A quote pair or a backslash can be used to quote them.
+
Note that the first word of an alias does not necessarily have to be a
command. It can be a command-line option that will be passed into the
invocation of `git`. In particular, this is useful when used with `-c`
to pass in one-time configurations or `-p` to force pagination. For example,
`loud-rebase = -c commit.verbose=true rebase` can be defined such that
running `git loud-rebase` would be equivalent to
`git -c commit.verbose=true rebase`. Also, `ps = -p status` would be a
helpful alias since `git ps` would paginate the output of `git status`
where the original command does not.
+
If the alias expansion is prefixed with an exclamation point,
it will be treated as a shell command. For example, defining
`alias.new = !gitk --all --not ORIG_HEAD`, the invocation
`git new` is equivalent to running the shell command
`gitk --all --not ORIG_HEAD`. Note:
+
* Shell commands will be executed from the top-level directory of a
repository, which may not necessarily be the current directory.

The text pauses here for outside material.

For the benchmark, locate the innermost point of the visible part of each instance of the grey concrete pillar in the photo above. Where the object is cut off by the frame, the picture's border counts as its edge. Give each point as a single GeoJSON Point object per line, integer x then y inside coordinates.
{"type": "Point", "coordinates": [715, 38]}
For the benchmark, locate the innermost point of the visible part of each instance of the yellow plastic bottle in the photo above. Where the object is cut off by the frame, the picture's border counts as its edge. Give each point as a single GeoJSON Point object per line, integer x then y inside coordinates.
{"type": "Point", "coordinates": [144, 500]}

* `GIT_PREFIX` is set as returned by running `git rev-parse --show-prefix`
from the original current directory. See linkgit:git-rev-parse[1].
* Shell command aliases always receive any extra arguments provided to
the Git command-line as positional arguments.
** Care should be taken if your shell alias is a "one-liner" script
with multiple commands (e.g. in a pipeline), references multiple
arguments, or is otherwise not able to handle positional arguments
added at the end. For example: `alias.cmd = "!echo $1 | grep $2"`
called as `git cmd 1 2` will be executed as 'echo $1 | grep $2
1 2', which is not what you want.
** A convenient way to deal with this is to write your script
operations in an inline function that is then called with any
arguments from the command-line. For example `alias.cmd = "!c() {
echo $1 | grep $2 ; }; c" will correctly execute the prior example.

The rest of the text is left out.